As a historian, I must exercise caution in making predictions, as historians struggle with predicting even the past. However, I have dabbled with generative AI and have encountered both promising and underwhelming results. Plagiarism concerns associated with AI-generated content should not be overlooked. It is likely that counter-AI technologies and programs will be developed to identify instances of AI usage, as is typically the case with technological advancements. In a broader context, AI has the potential to positively impact research and the delivery of education. It could create a transformed workforce that liberates individuals from mundane jobs, paving the way for more fulfilling career opportunities for graduates. While there are numerous benefits to consider, it is crucial to proceed with caution, as even the creators of AI express apprehension about its implications.
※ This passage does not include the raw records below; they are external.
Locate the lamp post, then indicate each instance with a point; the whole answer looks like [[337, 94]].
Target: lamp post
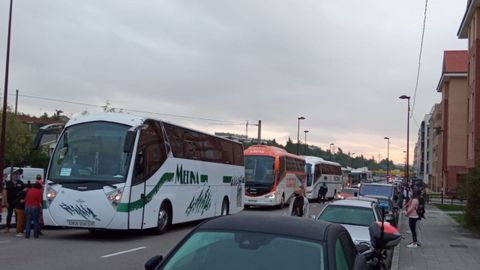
[[305, 151], [298, 133], [5, 95], [331, 150], [388, 157], [407, 176]]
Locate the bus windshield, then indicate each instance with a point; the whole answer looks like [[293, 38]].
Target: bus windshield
[[90, 152], [259, 170]]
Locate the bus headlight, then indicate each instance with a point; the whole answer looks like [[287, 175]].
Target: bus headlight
[[115, 196]]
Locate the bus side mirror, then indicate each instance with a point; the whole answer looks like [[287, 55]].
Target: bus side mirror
[[129, 141]]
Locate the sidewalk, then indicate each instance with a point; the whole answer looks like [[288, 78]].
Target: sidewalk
[[445, 245]]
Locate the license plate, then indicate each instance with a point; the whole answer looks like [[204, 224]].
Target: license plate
[[83, 223]]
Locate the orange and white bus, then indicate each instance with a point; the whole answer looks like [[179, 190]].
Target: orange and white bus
[[271, 175]]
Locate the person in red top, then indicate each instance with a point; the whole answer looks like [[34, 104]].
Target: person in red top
[[33, 206]]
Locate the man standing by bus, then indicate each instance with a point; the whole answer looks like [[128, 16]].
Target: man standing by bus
[[323, 192], [12, 187]]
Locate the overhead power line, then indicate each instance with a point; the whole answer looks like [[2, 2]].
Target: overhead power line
[[420, 57], [128, 109]]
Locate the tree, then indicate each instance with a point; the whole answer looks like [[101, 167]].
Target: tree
[[17, 141]]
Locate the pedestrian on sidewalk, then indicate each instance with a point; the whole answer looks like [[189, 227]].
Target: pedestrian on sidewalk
[[33, 204], [19, 205], [323, 192], [411, 213], [299, 206]]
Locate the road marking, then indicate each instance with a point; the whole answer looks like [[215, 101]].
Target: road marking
[[122, 252]]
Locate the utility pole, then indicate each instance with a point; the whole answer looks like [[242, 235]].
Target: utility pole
[[5, 95]]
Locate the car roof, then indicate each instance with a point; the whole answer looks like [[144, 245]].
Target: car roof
[[355, 201], [377, 184], [281, 225]]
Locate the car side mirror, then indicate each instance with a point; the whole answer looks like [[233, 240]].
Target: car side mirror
[[153, 262]]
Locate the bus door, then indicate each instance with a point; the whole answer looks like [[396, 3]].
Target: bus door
[[150, 155]]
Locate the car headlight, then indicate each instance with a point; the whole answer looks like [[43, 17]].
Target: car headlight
[[270, 196]]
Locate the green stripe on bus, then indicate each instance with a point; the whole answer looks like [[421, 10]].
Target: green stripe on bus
[[126, 207]]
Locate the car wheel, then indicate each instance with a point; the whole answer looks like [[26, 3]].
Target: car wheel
[[225, 207], [164, 219]]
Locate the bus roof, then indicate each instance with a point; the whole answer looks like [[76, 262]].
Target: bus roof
[[319, 160], [126, 119], [266, 150]]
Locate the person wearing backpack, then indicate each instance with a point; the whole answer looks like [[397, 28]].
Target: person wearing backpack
[[411, 213], [299, 206]]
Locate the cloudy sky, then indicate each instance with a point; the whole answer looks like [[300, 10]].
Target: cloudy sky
[[214, 64]]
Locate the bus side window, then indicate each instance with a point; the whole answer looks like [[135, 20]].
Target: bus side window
[[151, 152]]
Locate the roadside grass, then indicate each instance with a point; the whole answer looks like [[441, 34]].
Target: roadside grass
[[450, 207], [459, 218]]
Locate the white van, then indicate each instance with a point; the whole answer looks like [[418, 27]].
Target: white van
[[29, 173]]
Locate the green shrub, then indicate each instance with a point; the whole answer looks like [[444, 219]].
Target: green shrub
[[472, 217]]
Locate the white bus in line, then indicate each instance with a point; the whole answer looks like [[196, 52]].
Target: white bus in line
[[123, 172], [320, 171]]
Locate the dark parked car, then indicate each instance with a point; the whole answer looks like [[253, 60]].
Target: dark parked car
[[263, 242]]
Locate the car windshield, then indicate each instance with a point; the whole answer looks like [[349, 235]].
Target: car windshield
[[259, 170], [376, 190], [90, 152], [351, 215], [349, 190], [219, 250]]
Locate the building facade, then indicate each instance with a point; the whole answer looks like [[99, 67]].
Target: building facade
[[454, 106], [470, 29]]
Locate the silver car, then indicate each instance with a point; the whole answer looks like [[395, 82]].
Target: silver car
[[355, 215]]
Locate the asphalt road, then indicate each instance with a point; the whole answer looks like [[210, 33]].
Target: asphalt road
[[81, 249]]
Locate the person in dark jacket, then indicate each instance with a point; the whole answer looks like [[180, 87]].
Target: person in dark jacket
[[33, 206], [12, 187], [19, 205]]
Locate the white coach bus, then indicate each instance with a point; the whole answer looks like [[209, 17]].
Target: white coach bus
[[123, 172], [320, 171]]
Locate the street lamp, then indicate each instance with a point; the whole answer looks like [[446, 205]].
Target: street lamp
[[298, 133], [388, 157], [331, 150], [5, 95], [306, 131], [408, 135]]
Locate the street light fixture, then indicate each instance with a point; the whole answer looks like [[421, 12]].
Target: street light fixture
[[388, 157], [331, 150], [305, 151], [408, 139], [298, 133]]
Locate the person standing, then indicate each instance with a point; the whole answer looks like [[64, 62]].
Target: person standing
[[411, 213], [12, 187], [33, 204], [299, 206], [19, 205], [323, 192]]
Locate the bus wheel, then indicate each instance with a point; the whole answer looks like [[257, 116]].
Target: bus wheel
[[225, 207], [164, 219], [282, 202]]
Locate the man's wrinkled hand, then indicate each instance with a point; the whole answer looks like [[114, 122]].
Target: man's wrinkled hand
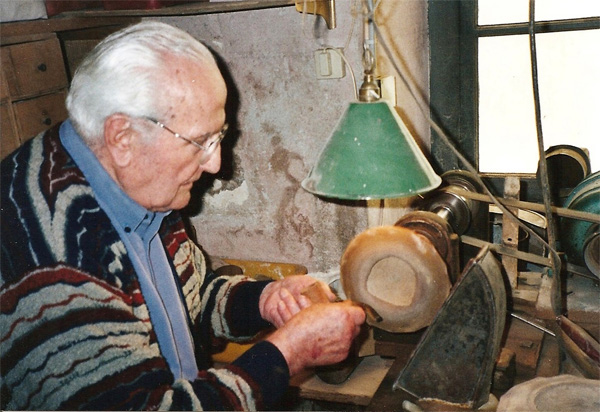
[[320, 335], [283, 299]]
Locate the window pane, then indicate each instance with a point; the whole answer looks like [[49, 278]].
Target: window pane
[[568, 71], [517, 11]]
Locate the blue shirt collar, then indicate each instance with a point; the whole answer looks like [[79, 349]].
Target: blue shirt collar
[[122, 210]]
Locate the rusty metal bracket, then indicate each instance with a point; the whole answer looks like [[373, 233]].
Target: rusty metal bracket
[[323, 8]]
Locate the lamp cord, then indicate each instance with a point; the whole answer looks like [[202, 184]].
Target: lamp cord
[[420, 101]]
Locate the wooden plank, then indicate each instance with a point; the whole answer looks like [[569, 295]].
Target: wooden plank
[[510, 232], [358, 389]]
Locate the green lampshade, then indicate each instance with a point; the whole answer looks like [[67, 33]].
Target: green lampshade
[[371, 155]]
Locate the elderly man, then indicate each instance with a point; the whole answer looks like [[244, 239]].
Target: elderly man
[[106, 303]]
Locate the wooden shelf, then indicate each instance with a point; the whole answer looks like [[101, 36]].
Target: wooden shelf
[[84, 19]]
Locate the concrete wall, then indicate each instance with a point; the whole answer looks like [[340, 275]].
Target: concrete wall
[[281, 116]]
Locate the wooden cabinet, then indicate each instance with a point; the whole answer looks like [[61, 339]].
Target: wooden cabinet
[[34, 87]]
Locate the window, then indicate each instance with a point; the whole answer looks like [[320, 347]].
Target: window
[[481, 87]]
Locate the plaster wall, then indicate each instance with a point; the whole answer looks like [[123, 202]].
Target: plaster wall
[[280, 116]]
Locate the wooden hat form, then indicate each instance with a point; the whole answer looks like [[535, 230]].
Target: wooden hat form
[[399, 273]]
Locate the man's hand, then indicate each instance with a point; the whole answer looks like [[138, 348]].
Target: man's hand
[[321, 334], [282, 299]]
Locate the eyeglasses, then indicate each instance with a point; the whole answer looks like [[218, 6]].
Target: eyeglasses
[[210, 141]]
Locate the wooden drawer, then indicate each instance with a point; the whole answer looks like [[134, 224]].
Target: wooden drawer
[[9, 139], [36, 115], [33, 68]]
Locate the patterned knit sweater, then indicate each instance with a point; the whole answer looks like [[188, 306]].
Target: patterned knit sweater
[[75, 331]]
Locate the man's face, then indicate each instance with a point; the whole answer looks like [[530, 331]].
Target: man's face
[[164, 169]]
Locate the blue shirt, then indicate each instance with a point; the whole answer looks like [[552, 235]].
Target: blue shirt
[[138, 229]]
At AUB in Lebanon, we are forming a team to explore the integration of generative AI into our education system. With the guidance of three prominent Silicon Valley entrepreneurs on our board, we are working towards building a dedicated platform for AUB. This endeavor will take time, but we believe it is essential to be at the forefront of this technological advancement.
Finally, Mr. Khoury, with AUB Mediterraneo being established and the university's motto emphasizing diversity, do you believe it will contribute to stability in the region?
The concept of having a network of interconnected institutions in the Mediterranean basin resonates with me. The region is home to a vast population of people who, despite their differences in language and familiarity, share many similarities. From Cyprus and Greece to the Balkan areas and North Africa, the countries surrounding the Mediterranean form an ecosystem. Cyprus, located just a 30-minute flight away from Lebanon, is an integral part of this ecosystem. AUB, with its longstanding history and reputation, stands as a prominent university in the region. Our success can be attributed not only to our ties with the US government but also to our connections with US higher education and research institutions.
In the United States, the top schools have excelled by recognizing that great teachers go beyond delivering lectures; they integrate their own research and the research of others to inspire students. The integration of research and teaching is crucial, and AUB follows this model. Paphos, where AUB Mediterraneo is located, shares this vision. During my recent meeting with the dynamic Mayor of Paphos, we discussed his aspirations to attract talent, encourage the return of skilled individuals, and foster an ecosystem that amplifies Paphos' influence beyond its modest population of 40,000.
Therefore, I believe that AUB Mediterraneo, with its focus on diversity and collaboration, has the potential to contribute to stability in the region by nurturing intellectual exchange, attracting talent, and fostering an environment of growth and influence.